The newly-launched NRF-DST Centre of Excellence for Integrated Mineral and Energy Resource Analysis (CIMERA), hosted by the University of Johannesburg (UJ), co-hosted by the University of the Witwatersrand, will undertake research into the fossil energy resources of Karoo-aged basins in southern Africa.
Says Prof Nic Beukes, Director of CIMERA: “CIMERA’s research plan involves several focus areas targeting some of the mineral and fossil energy resources considered most important for sustaining economic and human capital growth in South Africa. One of these focus areas is designed to undertake research into the fossil energy resources of Karoo-aged basins in southern Africa.”
The name Karoo refers to the sedimentary successions that were deposited on the ancient supercontinent of Gondwanaland some 300 to 170 million years ago, in the area now represented by the southern part of the African continent. These Karoo-aged basins contain all of the important coal deposits of southern Africa, extending from Malawi in the north, into Mozambique, Zimbabwe, Namibia and Botswana southwards to the coal fields of South Africa.
“In addition, these basins contain thick successions of black carbon-bearing shales, which are a potential source of shale gas if they can be fractured at great depth. CIMERA aims to expand research into the character and quality of coals in these basins, especially those north of our current major coal fields for which the information required to ensure their optimum utilization as energy resources is lacking,” says Prof Beukes.
Under the leadership of Prof Annette Götz from Rhodes University, and following three fact-finding start-up meetings, the conclusion was reached that South Africa’s geoscientists know very little about the possibility of shale gas deposits in the Karoo basins, and much of the existing geological data is of insufficient quality to address the current research questions.
“South Africa has an almost complete lack of highly trained scientists in the field of natural gas and petroleum resource analysis and estimation. This led to the development of the Karoo Research Initiative (KARIN), under the umbrella of CIMERA,” says Prof Beukes.
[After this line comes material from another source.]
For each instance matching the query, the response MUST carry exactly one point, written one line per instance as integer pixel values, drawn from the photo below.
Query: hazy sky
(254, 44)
KARIN aims to explore all aspects of the ‘hydrocarbon cycle’ within the southern Karoo Basin by determining the primary source potential for shale gas by: a) investigating the sedimentary environments in which the potential source rocks formed; b) determining the likely current potential for retention of shale gas by investigating the structural and thermal history of the basin; and c) determining the large-scale and deep structure of the shale layers and the dolerite intrusions.
CIMERA has committed approximately R2 million as start-up funding and studentships for KARIN, concentrating mainly on surface outcrop studies, existing drill core and seismic information. Research proposals are well advanced to raise further funding from Government and private enterprises which will allow the extraction of deep drill cores for reconstructing the depositional history of the basin, determining the physical and petrochemical character of the rock succession, and to perform a seismic survey for unravelling the deep structure of the basin and dolerite intrusions.
CIMERA’s mandate is to harness and focus the world-class applied geosciences expertise available in South African institutions towards understanding Africa’s superlative mineral and energy resources and to train the next generation of geoscientists who will be responsible for locating and managing these resources. CIMERA provides the platform for independent academic research and high-level training in projects of relevance to the nation and the minerals exploration, mining and energy industries. Researchers at Fort Hare University, Rhodes University, Stellenbosch University, University of Pretoria and the University of Venda represent collaborating partners of CIMERA.
KARIN recognises that parallel geological and environmental initiatives into other aspects of the Karoo region are being proposed by Government, professional groups and other geoscientists, and that additional future projects may evolve. It welcomes any further suggestions and applications for participants, and the opportunity to advance our collective understanding of this important region of South Africa.